L’opposition était complètement muselée à l’intérieur du pays, et les républicains commençaient à s’organiser dans la clandestinité. A l’extérieur, le mouvement étudiant en France, organisé au sein de l’UNECA (Union Nationale des Etudiants Centrafricains) leur servait de relais et de porte-voix. L’affaire des tenues obligatoires, qui sonnait comme une provocation au moment où les parents n’étaient pas payés, servit de catalyseur pour accentuer la pression et élargir les rangs de l’opposition. La colère était d’autant plus justifiée que cette mesure visait en réalité à faire gagner de l’argent à Bokassa, qui avait des intérêts chez CIOT, fabricant des tissus destinés aux tenues.

Comme c’est souvent le cas depuis l’indépendance, ce sont les quartiers populaires du nord de la capitale qui servirent de haut lieu de la résistance. Boy-Rabbé, Fouh, Gobongo, Miskine, que BOKASSA devait désigner de l’expression désormais célèbre de « quartiers rouges », entrèrent en ébullition.

Les jeunes, organisés en petits groupes très mobiles, déclenchèrent la « guerre des cailloux » face aux forces de l’ordre dépêchées à la hâte. Cette guerre des cailloux n’était pas une première dans notre pays. Au début des années cinquante, elle avait été « expérimentée », si l’on peut dire, dans la région de Berbérati, contre l’administration coloniale. C’est cette forme de lutte, qui n’est pas spécifiquement centrafricaine, que les Palestiniens ont adoptée depuis 1982 sous le nom d’Intifada. C’est la guerre des « petits » contre les « grands », des mains nues contre les chars et les canons, en un mot, David contre Goliath.
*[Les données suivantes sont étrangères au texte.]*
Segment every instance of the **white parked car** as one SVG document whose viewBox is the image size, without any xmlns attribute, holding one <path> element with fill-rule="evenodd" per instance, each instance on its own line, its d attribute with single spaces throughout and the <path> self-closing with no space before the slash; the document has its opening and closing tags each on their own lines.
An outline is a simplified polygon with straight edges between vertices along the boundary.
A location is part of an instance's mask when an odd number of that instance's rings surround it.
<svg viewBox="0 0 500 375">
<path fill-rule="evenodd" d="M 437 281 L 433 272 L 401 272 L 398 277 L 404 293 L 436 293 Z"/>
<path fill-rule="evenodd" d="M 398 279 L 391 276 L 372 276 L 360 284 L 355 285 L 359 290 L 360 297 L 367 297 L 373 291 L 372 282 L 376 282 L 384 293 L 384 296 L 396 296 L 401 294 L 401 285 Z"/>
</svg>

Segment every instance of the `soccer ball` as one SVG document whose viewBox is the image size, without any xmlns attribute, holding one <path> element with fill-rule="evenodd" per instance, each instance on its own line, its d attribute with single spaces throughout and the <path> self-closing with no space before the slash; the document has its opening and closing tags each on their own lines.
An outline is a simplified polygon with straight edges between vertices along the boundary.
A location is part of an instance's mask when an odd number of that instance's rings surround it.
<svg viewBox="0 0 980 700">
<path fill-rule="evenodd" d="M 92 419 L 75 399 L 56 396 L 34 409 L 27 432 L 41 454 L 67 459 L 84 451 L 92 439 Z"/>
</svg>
« Aux cailloux ! » : tel était le mot d’ordre des manifestants du 18 janvier 1979. La répression fut brutale. L’armée était déployée dans les « quartiers rouges ». BOKASSA menaçait de bombarder Boy-Rabbé et Fouh, ce que PATASSE, son ancien premier ministre, réalisa vingt-trois ans plus tard. Face aux tirs à balles réelles, les habitants de ces quartiers ne demeurèrent pas les bras croisés. Flèches et même vieux fusils de chasse sortirent.

Le bilan devait se chiffrer à plusieurs dizaines de morts, principalement parmi les habitants de Boy-Rabbé, Fouh et Gobongo.

Trois mois plus tard, le 18 avril 1979, une rafle générale d’élèves et étudiants était organisée, soit-disant en vue de neutraliser les meneurs. Incarcérés dans des cellules étroites de la sinistre prison de Ngaragba, beaucoup devaient mourir d’étouffement. Ce fut la goutte d’eau qui fit déborder le vase, en suscitant une énorme émotion en Afrique et dans le monde. Le sommet franco-africain de Kigali, au Rwanda, décida d’une commission interafricaine d’enquête pour vérifier et constater les faits. Le rapport accablant de cette dernière précipita la chute de Bokassa, le 20 septembre 1979.

On retiendra toutefois que la journée du 18 janvier 1979 fut décisive en ce sens qu’elle brisa la peur qu’inspirait la dictature de Bokassa. C’est ce mouvement qui accéléra la prise de conscience et la structuration des groupes politiques qui devaient apparaître au grand jour, avant même la fin de l’  « Empire centrafricain ».